Anglo American ‘moving in right direction’: analyst

Jack Jones, international mining analyst for CIBC World Markets, has rated Anglo American (AAUK-Q) the “best performing” major company in the London mining group. It’s also one of the fastest-growing companies in the major leagues, having racked up US$5 billion of acquisitions this year alone (offset by US$1.5 million of disposals).

“We believe Anglo American has performed well against its peers, given two factors: composition and change,” Jones states in a research report. “With its exposure to diamonds, platinum and pulp — where markets are booming — Anglo American’s interim results are up over 70%, well ahead of its London peers [Rio Tinto and Billiton], which reported increases of around 35%. At the same time, the market has responded well to the company’s improved disclosure, corporate activity and management change.”

Jones proffers a “buy recommendation” for Anglo American, along with a target price of US$90. The company currently trades at about US$56 and has 395 million shares outstanding. The broadly based natural resource conglomerate generates 60% of its earnings from Africa. De Beers Consolidated Mines (DBRSY-Q) holds a 35% stake, while the Oppenheimer family holds 7%.

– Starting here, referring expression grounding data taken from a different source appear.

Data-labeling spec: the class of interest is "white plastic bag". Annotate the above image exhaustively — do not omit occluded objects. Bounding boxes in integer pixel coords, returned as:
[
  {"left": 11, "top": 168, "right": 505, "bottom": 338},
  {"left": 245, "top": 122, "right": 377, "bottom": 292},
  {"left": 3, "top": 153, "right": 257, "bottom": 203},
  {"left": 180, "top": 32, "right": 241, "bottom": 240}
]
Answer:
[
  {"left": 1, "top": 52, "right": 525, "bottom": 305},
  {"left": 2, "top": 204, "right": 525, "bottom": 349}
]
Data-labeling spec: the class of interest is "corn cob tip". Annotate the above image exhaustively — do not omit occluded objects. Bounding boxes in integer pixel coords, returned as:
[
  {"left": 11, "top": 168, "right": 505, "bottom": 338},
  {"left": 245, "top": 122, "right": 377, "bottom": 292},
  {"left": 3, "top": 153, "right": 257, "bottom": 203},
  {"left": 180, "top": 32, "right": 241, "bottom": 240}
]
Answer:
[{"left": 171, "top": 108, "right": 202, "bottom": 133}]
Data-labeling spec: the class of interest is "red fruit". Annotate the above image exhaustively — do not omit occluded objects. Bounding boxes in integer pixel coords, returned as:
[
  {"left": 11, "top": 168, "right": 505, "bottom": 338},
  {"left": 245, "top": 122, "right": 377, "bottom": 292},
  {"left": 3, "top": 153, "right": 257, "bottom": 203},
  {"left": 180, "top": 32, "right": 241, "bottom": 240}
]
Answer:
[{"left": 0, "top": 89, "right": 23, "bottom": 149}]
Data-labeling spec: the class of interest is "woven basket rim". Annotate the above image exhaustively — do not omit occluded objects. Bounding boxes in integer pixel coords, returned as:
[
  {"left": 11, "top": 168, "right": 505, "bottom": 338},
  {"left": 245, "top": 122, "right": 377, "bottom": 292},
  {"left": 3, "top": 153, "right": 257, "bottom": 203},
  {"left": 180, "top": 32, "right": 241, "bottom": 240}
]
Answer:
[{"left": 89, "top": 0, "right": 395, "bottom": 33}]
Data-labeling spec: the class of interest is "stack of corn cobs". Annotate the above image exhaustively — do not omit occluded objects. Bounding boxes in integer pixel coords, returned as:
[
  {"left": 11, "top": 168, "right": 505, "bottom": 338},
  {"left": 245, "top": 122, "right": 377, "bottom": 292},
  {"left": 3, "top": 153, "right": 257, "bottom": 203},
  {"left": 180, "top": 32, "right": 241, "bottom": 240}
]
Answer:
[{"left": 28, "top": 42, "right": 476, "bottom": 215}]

On the financial front, the company posted interim earnings of US$951 for the first half of 2000, helped by strong results from diamonds, platinum and forest products. “The outlook for the remainder of the year looks good,” Jones notes, “and we see full-year earnings up 47%, with 17% growth in 2001.”

Jones notes that Anglo American improved its disclosure procedures and boosted its international exposure through acquisitions. In short, the company seems to be taking a page or two from North American majors, which are perceived as more market-savvy than their London-based counterparts.

“New Chief Executive Tony Trahar [who replaced Julian Oglivie Thompson in mid-July] sets out his objectives as delivering value from recent acquisitions, growing the core businesses organically and through acquisitions, and continuing to dispose of non-core assets,” Jones states. “Anglo American continues to look for deals to grow its international mining operations. However, the company appears to be increasingly cautious on the valuations seen in recent transactions: in August, it pulled out of a US$2-billion auction for Australian iron-ore producer North.”

At US$2.8 billion, Tarmac Aggregates was this year’s largest acquisition. However, based on recent earnings, analysts have shown little enthusiasm for the pricey deal. In Africa, the company picked up interests in the Geita and Morila gold projects and increased its exposure to Zambian copper. Coal and paper-and-packaging assets were also acquired.

“There are lingering concerns that Anglo American’s acquisition ambitions will be achieved at the expense of shareholder returns, especially given the problems at Tarmac,” Jones writes. “However, the withdrawal at North was encouraging, while the paper acquisition ratios look low, and the coal market has begun to turn. While we doubt that Anglo American has yet the deal-making reputation of Billiton, we continue to believe that it is moving in the right direction.”

Another concern is the poorly rated environment for mining stocks that has brought about persistently weak prices and low ratings. Some of this can be attributed to continued uncertainty over the economic outlook, specifically the debate over hard or soft economic landings. On a more positive note, Jones says the latter view (soft landings) appears to be dominating, which has given a boost to metal prices, including copper.

According to Jones, Anglo American’s share price reflects investor caution that the current strong markets and prices for platinum metals and diamonds can be maintained. He suggests, however, that this is a concern which he does not share. “We see little reason for major near-term instability in either market and believe that realized prices in 2001 will be above those in 2000, with little prospect of a major downside into 2002.”

The analyst also notes that what has hurt the company’s rating more than anything is its “history of low disclosure, complex structure and limited awareness of institutional shareholder requirements.” That was then. Jones believes that Anglo American has made progress in all areas since being listed in London in mid-1999.

“The structure has been considerably simplified, disclosure is now in line with the sector norm, disposals are continuing to reduce peripheral businesses, and there appears to be an awareness that acquisitions must deliver value, perhaps best seen when Anglo American walked away from North despite good strategic reasons to proceed.”

At mid-year, Anglo American’s debt stood at US$2.3 billion, which Jones describes as “amazingly low.” After taking into account recent acquisitions, year-end debt is expected to rise to US$3.3 billion, which could be offset by more dispositions.

Jones also gave a thumb’s-up to Anglo American’s renewed emphasis on cost control, a strategy that has provided operating and rating benefits to other major London-based mining groups.

“We believe that this initiative will also help reduce concerns that the Anglo American management is divorced from the business operations,” he concludes.